History of Bluff Shoal Lighthouse

Published 6:56 pm Wednesday, September 10, 2014

Bluff Shoal Lighthouse

Bluff Shoal Lighthouse

By JOAN SEARS

For the Daily News

When counting North Carolina’s lighthouses of past and present, many do not think of a lighthouse off the mainland of Hyde County in the Pamlico Sound, but a lighthouse was built at Gull Shoal in 1891. It was manned by Benjamin Cox for 15 years before he operated the Laurel Point Lighthouse of Albemarle Sound of Tyrrell County. Ben Cox was also the leader in getting the road from Hyde to Tyrrell County built. No wonder, with all those years watching over ships having to do all of the transports in our area!

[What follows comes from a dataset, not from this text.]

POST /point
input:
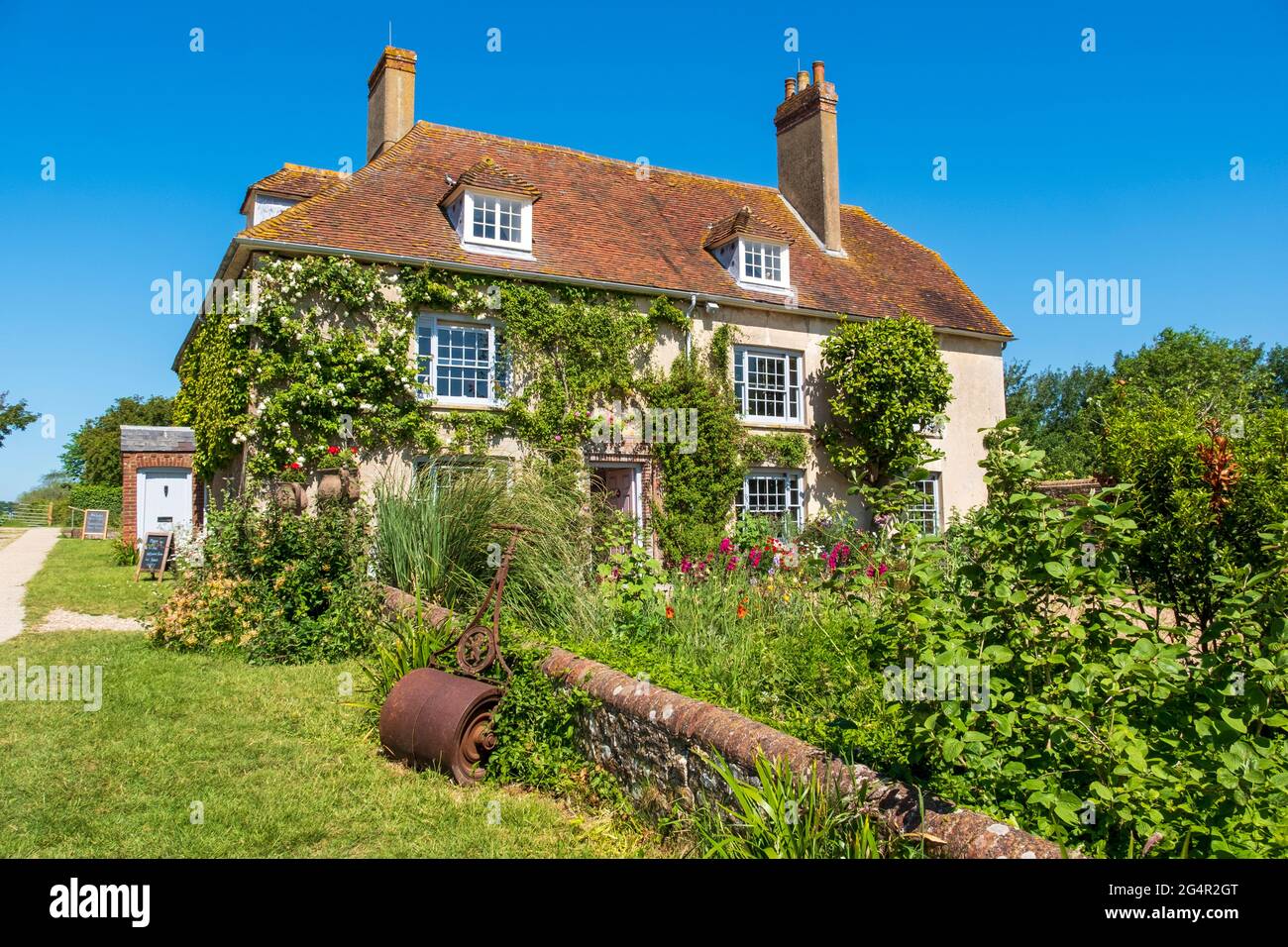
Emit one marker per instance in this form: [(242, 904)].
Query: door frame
[(141, 496), (638, 471)]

The Gull Shoal lighthouse was one of 30 small lighthouses guarding North Carolina’s inlets and sounds in the late 19th century. It was located 4 miles off Bluff Point near Gull Shoal between Gull Rock and Swanquarter. The Pamlico Sound, with a depth of only 20 feet or less, was treacherous for sail and steamers, especially when carrying heavy cargo. Sunken sandbars and shifting shoals were treacherous in normal weather but also had to be navigated in choppy waves.

Gull Shoal was one of the most treacherous of the Pamlico’s shoals during the late 1800’s. When a U.S. Coast and Gedetic Survey schooner, Scoresby, struck in 1887, Congress authorized the light in 1889. The Lighthouse was completed in 1891 and remnants of the screw pilings remained almost a hundred years later. Many remember the old pilings as a great puppy drum fishing hole in the 1980s.